Building and working on electric power lines is never easy, even in rural Indiana. Imagine working without the benefit of modern bucket trucks and power augers. Everything is built by hand from the ground up. Indiana linemen climbed steep mountain slopes and poles the old-fashioned way and strung wire across the ravines and mountainside coffee fields in misty clouds sometimes 10,000 feet above sea level, or through the heat and humidity of jungles, their trails being cleared by villagers with machetes hacking the brush away as they went.
Being a lineman is hard and dangerous. Doing this work 1,800 miles from home in the rugged areas of Guatemala makes it even harder. But Project Indiana is committed to helping these people have better lives electricity will bring. Electricity brings and will bring better health, better opportunities through new schools, better roads and a better future for the children. Truly, our linemen are the heroes. And just looking at the photos of the faces of the children and adults who received the power at any of the thanksgiving celebrations the villagers have held for crews their thankfulness is evident.
But just as with our military heroes from the Civil War to those still deployed overseas today, good deeds for others can’t be done without strong support — and prayers — from the folks on the home front. And that’s what all the linemen’s families, their cooperative co-workers, directors and their consumers have given. The “buen trabajo” (good work) for which our crews are celebrated also belongs to all who have supported Project Indiana over the years.
The thankfulness of those family members who gather at the airports to welcome the line crews home is a powerful and heartwarming homecoming every time. The children hold signs and scream. Wives shed tears of thanks-be and joy as they embrace their husbands, home safe after being gone for so long. Cooperative staff get goosebumps watching it all unfold knowing they work for something so much bigger than themselves, their own cooperative, and even the statewide and national electric cooperative associations and their member cooperatives. They are working for something that spans borders and beliefs.
Politics and policies may cloud one nation’s view of another. But the people in those rural Guatemalan villages will be forever grateful to the “Hermanos Americanos” — the “American brothers” from Indiana who gave them light — and hope for a better future.
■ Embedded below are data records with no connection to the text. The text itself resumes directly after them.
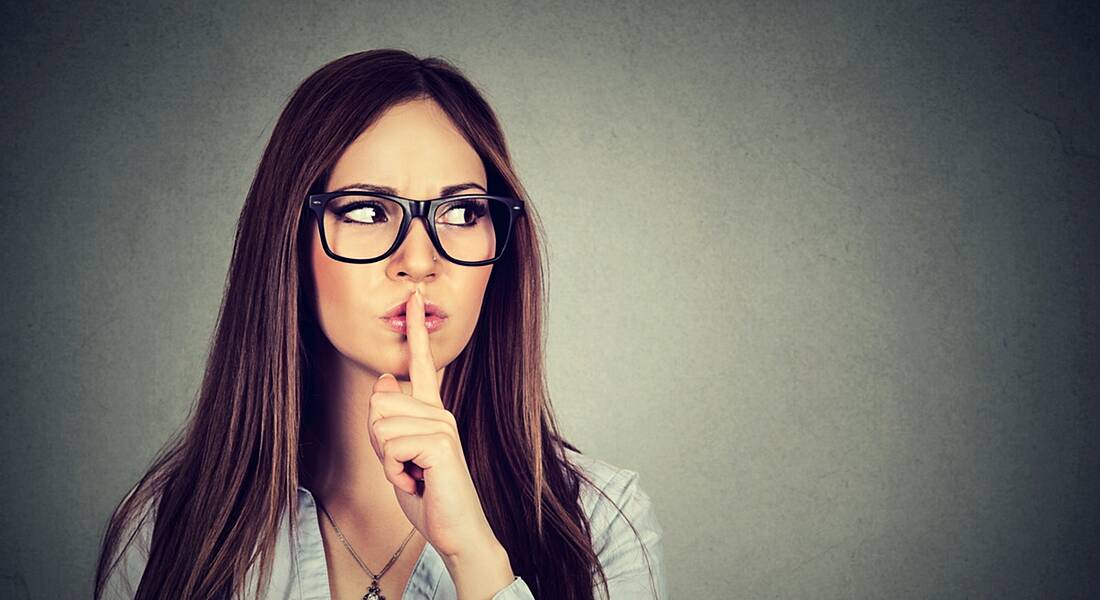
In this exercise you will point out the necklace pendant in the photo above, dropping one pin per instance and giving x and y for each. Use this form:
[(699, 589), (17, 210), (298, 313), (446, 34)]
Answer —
[(374, 592)]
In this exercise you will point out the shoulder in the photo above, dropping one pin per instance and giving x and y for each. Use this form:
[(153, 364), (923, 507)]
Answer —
[(626, 534), (612, 489)]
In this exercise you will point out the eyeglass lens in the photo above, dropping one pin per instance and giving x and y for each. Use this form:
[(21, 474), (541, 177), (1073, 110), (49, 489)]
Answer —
[(364, 227)]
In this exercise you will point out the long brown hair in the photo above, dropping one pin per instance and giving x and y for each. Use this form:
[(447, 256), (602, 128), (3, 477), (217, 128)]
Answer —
[(222, 482)]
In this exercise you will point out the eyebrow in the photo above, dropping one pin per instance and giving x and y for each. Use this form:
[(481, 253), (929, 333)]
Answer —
[(448, 191)]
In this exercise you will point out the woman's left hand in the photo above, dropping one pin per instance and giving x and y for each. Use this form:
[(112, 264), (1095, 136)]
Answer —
[(417, 438)]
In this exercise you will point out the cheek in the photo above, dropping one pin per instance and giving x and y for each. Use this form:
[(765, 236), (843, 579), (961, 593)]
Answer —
[(342, 293)]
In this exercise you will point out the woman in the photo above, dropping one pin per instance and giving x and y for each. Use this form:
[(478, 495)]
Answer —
[(376, 372)]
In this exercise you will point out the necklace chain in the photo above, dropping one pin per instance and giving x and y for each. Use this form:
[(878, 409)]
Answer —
[(374, 591)]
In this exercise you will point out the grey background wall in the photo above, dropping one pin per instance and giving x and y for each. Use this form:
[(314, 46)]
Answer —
[(844, 326)]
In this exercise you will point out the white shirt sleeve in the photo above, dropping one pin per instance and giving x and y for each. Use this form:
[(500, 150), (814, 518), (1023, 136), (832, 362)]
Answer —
[(620, 552)]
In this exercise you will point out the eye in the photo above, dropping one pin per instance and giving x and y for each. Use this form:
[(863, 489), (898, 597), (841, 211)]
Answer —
[(462, 213)]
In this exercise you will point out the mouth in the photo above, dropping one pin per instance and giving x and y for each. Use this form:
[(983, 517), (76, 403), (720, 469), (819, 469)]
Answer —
[(395, 318), (430, 309)]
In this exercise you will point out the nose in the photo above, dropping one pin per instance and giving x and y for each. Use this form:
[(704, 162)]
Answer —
[(416, 257)]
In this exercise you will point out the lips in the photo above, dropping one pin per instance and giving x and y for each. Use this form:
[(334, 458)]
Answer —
[(430, 308)]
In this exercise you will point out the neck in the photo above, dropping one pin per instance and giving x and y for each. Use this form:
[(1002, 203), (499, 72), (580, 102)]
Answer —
[(339, 465)]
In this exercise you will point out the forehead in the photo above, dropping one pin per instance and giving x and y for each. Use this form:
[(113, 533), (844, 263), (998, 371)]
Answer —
[(414, 148)]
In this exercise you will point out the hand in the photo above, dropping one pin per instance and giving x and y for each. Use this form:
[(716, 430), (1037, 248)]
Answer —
[(417, 442)]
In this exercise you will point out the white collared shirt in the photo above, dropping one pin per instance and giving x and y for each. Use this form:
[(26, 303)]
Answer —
[(301, 573)]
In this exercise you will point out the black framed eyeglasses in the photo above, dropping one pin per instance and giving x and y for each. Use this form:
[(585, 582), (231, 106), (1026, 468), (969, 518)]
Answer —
[(363, 227)]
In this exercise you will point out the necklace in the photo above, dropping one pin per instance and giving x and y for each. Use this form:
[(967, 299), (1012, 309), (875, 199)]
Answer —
[(374, 592)]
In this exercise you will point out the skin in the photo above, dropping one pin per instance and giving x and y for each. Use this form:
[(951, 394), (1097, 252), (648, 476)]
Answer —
[(415, 149)]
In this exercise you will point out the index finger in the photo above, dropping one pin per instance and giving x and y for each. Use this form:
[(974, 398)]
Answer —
[(421, 363)]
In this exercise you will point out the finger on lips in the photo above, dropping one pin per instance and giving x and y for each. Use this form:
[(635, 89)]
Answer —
[(421, 363)]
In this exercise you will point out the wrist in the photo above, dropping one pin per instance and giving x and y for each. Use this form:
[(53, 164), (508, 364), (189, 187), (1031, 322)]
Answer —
[(481, 570)]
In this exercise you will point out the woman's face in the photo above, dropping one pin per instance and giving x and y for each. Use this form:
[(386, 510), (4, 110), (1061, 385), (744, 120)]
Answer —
[(416, 150)]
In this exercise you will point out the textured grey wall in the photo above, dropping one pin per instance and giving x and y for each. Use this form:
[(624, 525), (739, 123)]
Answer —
[(842, 326)]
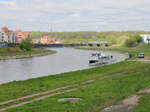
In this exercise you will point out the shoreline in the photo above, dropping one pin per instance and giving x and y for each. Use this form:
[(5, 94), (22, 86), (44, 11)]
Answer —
[(27, 55)]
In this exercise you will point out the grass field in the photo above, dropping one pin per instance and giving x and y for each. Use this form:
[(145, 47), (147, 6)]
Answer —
[(95, 96), (17, 51), (131, 76)]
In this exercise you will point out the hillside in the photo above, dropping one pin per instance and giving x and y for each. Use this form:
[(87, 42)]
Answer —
[(113, 37)]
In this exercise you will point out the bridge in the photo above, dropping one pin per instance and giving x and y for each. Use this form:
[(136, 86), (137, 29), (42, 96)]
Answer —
[(49, 45)]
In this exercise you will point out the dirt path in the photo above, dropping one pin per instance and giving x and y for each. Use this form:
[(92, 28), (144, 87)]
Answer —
[(42, 95), (128, 104)]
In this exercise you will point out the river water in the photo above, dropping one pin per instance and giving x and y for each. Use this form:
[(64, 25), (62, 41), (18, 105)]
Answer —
[(65, 60)]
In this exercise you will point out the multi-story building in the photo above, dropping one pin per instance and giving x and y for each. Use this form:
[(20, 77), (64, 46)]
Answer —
[(22, 35), (7, 35), (146, 38)]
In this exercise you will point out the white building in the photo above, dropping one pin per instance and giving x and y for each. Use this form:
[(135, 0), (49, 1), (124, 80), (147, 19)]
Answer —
[(7, 35), (146, 38)]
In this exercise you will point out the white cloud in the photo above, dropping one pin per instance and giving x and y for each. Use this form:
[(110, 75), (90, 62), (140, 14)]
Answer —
[(75, 14), (11, 3)]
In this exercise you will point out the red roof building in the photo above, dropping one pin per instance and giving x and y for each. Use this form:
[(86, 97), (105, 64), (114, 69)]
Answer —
[(21, 35)]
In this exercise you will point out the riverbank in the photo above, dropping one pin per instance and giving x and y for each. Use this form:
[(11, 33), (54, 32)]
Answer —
[(16, 53), (133, 51), (98, 88)]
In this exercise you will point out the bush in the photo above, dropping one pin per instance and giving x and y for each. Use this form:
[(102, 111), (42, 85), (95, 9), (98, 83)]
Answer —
[(26, 44), (130, 43), (138, 39)]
“Now, there are people in Guatemala — just as there are in Indiana — grateful that these linemen have a passion for what they do, and that they do it so well,” noted Diane Willis, a former Indianapolis TV-news anchor, now a freelance journalist, who chronicled the first trips in 2012 and 2015. She is now a member of the Project Indiana board of directors.
“You see how hard they work for the little they have,” added Jamie Bell, a coordinator of the 2019 mission from NineStar Connect. He, too, now volunteers on the non-profit Project Indiana board. “Electricity gives them a powerful tool to better themselves — to make them want to stay there,” he said. “With it, they’ll have better health, better schools, just an all-around better way of life. I just feel as if there’d be something wrong with any of us if we didn’t want the best for people like that.”
This Thanksgiving, let’s all be grateful for our abundant blessings, like reliable electricity — for ourselves, in our homes, and that we have played a small role in helping people have better lives, too, in Guatemala.